The medical community is more cautious as a general rule than the public so criticism from that community is not unusual. April will not look like last September, though. Now a large number of the population is being vaccinated against the coronavirus and there are those who have the antibodies from past exposure. Herd immunity is on the horizon if predictions hold. There is reason for optimism that the end of this pandemic is coming.

The public health emergency declared by Holcomb will remain in place through April which allows state officials the ability to take quick action if needed while giving the state access to federal funding. Holcomb’s speech was delivered on the one-year anniversary of the state’s stay-at-home order that lasted for six weeks. He noted that businesses stayed open when other states shut down and said the state was able to balance its response to allow Hoosiers to persevere.

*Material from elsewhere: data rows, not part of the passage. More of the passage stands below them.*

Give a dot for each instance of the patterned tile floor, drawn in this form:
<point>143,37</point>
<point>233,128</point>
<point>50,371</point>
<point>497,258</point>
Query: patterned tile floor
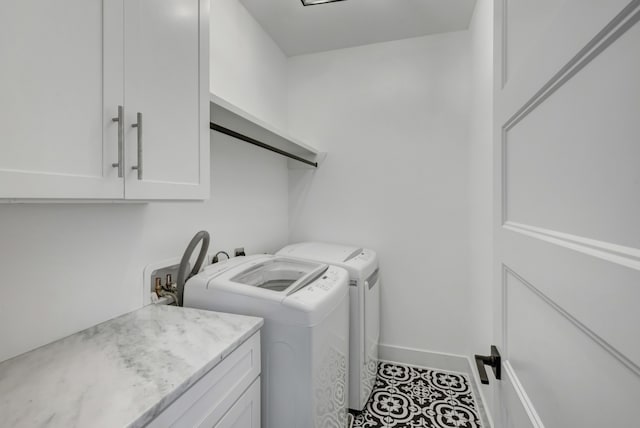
<point>406,396</point>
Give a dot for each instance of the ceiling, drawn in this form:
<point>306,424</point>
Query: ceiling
<point>300,30</point>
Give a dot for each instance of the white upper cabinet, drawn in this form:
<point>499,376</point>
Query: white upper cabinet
<point>60,86</point>
<point>167,87</point>
<point>66,67</point>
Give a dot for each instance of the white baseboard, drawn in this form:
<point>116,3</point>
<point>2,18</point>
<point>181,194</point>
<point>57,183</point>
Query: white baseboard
<point>419,357</point>
<point>441,361</point>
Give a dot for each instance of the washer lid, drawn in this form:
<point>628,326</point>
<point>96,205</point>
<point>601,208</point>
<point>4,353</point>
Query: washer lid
<point>329,253</point>
<point>281,275</point>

Indiana’s COVID hospitalizations and death rates have fallen by more than 80% since December peaks.

Just as we see more states opening up vaccinations to all of their residents in order to speed the delivery of shots in arms, this trend in governors making decisions to open back up to more normal levels and reduce mandate restrictions will continue. The facts on the ground in many states this spring look very different than they did last fall. In Texas, some in the medical community criticize Governor Abbott’s decision to end the mask mandate. It is happening in Indiana, too.

Dr. Richard Feldman, who was state health commissioner under Democratic Gov. Frank O’Bannon, said he was concerned Holcomb was reacting to pressure to more fully reopen the state’s economy.

“From a public health and physician standpoint, I really believe that we are not ready to open up fully,” Feldman said. “We’re not ready to give up on or discontinue the mitigation strategies of distancing, hand washing — and most of all, masks. I don’t think we’re ready for that. There’s not enough of our population that has been immunized.”

The medical community has become as political as the general public, it appears. The governors making decisions to cautiously reopen their states have all encouraged continuing personal responsibility and common-sense measures. If people don’t act responsibly in public, governors can make necessary adjustments. Otherwise, we’ll never get to a place where states can reopen and post-pandemic life can begin.